Hej,
śledząc opracowania dotyczące armii germańskich w antyku, zauważyc można odmienne podejście do kwestii liczebności armii germańskich we wczesnym antyku - dopuszczające istnienie wielkich armii germańskich, a wręcz przeciwne wśród badaczy późnego antyku - ci minimalizują wielkość sił germańskich.
I tak raczej nie budzi zdziwienia, że armia Cymbrów i Teutonów atakująca Italię w II w. pne liczyła 300.000 wojowników:
http://pl.wikipedia.org/wiki/Bitwa_pod_Aquae_Sextiae
http://pl.wikipedia.org/wiki/Bitwa_pod_Vercellae
Germanię zaś ok. roku zerowego zamieszkiwać mogło 10 mln (10 os./km kw.?) ludzi a same plemiona zamieszkujące rzymską Germanię, tj. dorzecze Renu i Łaby mogły wystawić 400.000 wojowników (Rochala Las Teutoburski s. 118 i 127-przypis).
Pamiętać przy tym należy, że ziemie germańskie zalicza się w tym czasie do kultury jastorfskiej, cechującej się niską wydajnością rolną.
Tymczasem w kolejnych wiekach Germanie w szybkim tempie rozwijali się i taka np. kultura czerniachowska była barzow ysoko rozwinięta.

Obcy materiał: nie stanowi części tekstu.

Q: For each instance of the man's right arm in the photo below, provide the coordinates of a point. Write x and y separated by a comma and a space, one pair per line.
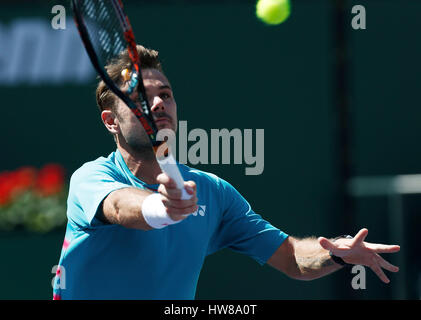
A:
125, 206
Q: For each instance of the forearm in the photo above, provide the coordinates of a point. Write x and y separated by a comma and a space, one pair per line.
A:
124, 207
312, 261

WYdawałoby się, że zaludnienie ziem tej kultury powinno być znacznie wyższe niż jastorfskiej. Tymczasem ostrożna propozycja 10 os/km kw. wywołał panikę tu na forum:
http://www.historycy.org/index.php?showtopic=67489&st=30
Podobnie współcześni badacze bardzom ostrożnie szacują armie germańskie. Gotów pod Adrianopolem np. na 25.000:
http://www.historycy.org/index.php?act=Post&CODE=00&f=408
A łączne siły Germanów na Polach Katalaunijskich na jakieś 70.000:
http://pl.wikipedia.org/wiki/Bitwa_na_Pola...launijskich_451
Podobnie jest, jeżeli chodzi o inne szacunki liczebności armii i plemion germańśkich w IV/Vw.
Jak Waszym zdaniemm da sie wytłumaczyć to radykalne obniżenie liczebności armii germańskich w antyku, pomimo rewolucyjnego skoku w poziomie życia gospodarczego?